Serpente gigantesca, fluvial e subterrânea, vivendo no rio São Francisco e varando léguas e léguas por baixo da terra, indo solapar cidades e desmoronar casas, explicando os fenômenos de desnivelamento pela deslocação do corpanzil. Escava grutas nas barrancas, naufraga as barcas, assombra pescadores e viajantes. É a réplica da boiúna, sem as adaptações transformistas em navio iluminado e embarcação de vela, rivalizando com o barco-fantasma europeu. O minhocão é um soberano bestial, dominando pelo pavor e sem seduções de mãe-d’água ou sereia atlântica.

Saint-Hilaire registrou o minhocão em Minas Gerais e Goiás, tentando a possível identificação científica. Fixou o depoimento dos barqueiros do São Francisco, em fins do século XIX, descrevendo-o como um bicho enorme, preto, meio peixe, meio serpente, capaz de afundar embarcações e assumir formas diversas.

Lenda do Surubim Beijador

Maria Anália era uma cabocla que morava em um vilarejo às margens do rio São Francisco, na Ilha do Jegue, e vivia com um companheiro muito ciumento. Numa noite de lua cheia, foi violentamente espancada, ficando com o rosto desfigurado. Com dor e dificuldade, foi até o rio lavar o rosto e, tomada pela raiva e pelo desejo de vingança, adormeceu à beira d’água.
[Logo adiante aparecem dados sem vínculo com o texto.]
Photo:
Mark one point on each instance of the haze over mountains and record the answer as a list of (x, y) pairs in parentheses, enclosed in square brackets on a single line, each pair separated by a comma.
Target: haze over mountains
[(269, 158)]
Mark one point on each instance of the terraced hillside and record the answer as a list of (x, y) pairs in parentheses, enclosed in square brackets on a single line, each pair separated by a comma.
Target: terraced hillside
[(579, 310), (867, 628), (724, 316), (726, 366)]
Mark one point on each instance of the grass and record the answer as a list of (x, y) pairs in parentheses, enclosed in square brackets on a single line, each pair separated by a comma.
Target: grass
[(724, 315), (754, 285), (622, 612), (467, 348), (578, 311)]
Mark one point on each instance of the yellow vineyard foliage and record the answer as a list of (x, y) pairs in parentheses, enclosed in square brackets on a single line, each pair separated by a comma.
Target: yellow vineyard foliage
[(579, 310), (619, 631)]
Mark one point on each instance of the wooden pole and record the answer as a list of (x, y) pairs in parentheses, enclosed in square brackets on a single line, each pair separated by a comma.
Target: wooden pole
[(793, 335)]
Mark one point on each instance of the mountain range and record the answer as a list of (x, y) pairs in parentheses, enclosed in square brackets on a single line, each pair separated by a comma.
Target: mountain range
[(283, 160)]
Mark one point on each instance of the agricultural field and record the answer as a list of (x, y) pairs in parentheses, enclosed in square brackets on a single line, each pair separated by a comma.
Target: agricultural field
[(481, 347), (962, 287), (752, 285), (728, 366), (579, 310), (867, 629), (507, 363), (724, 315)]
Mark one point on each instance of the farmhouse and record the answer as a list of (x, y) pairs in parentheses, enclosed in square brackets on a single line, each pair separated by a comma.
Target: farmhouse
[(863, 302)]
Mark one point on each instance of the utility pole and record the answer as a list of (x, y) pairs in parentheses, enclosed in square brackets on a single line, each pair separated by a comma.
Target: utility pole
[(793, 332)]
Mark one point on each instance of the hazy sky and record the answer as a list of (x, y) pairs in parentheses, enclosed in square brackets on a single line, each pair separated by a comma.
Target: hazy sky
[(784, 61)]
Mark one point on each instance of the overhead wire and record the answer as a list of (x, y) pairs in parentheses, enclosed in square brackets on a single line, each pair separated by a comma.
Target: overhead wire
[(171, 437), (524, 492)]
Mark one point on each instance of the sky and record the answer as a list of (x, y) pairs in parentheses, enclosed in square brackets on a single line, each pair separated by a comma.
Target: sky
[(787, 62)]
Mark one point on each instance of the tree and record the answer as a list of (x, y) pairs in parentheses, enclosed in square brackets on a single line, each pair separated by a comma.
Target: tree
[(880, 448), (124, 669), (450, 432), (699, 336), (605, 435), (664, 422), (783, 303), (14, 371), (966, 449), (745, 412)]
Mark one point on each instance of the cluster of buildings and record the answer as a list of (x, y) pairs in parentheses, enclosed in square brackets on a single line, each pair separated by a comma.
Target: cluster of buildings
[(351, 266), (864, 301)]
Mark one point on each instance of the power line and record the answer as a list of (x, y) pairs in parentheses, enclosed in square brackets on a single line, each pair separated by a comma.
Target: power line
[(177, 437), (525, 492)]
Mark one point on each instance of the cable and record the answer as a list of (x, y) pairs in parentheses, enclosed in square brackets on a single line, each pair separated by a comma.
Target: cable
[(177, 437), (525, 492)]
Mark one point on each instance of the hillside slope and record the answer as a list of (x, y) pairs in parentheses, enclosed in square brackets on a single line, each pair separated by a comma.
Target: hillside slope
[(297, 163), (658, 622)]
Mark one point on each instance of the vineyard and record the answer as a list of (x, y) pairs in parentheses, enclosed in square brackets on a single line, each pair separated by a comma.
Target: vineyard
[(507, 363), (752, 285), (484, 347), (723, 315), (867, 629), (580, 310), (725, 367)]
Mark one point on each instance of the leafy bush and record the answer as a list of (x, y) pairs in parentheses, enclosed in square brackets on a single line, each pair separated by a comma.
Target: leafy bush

Foi despertada com o beijo de um imenso surubim que, ao acariciá-la, fez desaparecer as marcas da violência. Ao voltar para casa, encontrou o companheiro morto, engasgado com uma espinha de surubim. Desde então, a lenda diz que o Surubim Beijador aparece em noites de lua cheia, fazendo acrobacias diante do porto de Penedo.

O Gritador

Dizem que um vaqueiro foi vaquejar numa Sexta-feira Santa e desapareceu juntamente com a rês e a montaria. Transformou-se em assombração e vive a gritar aboiando, de dia e de noite. Nas noites de Sexta-feira Santa, além do aboio, ouvem-se também o tropel do cavalo, o latido do cachorro e o chocalho da rês pelas caatingas.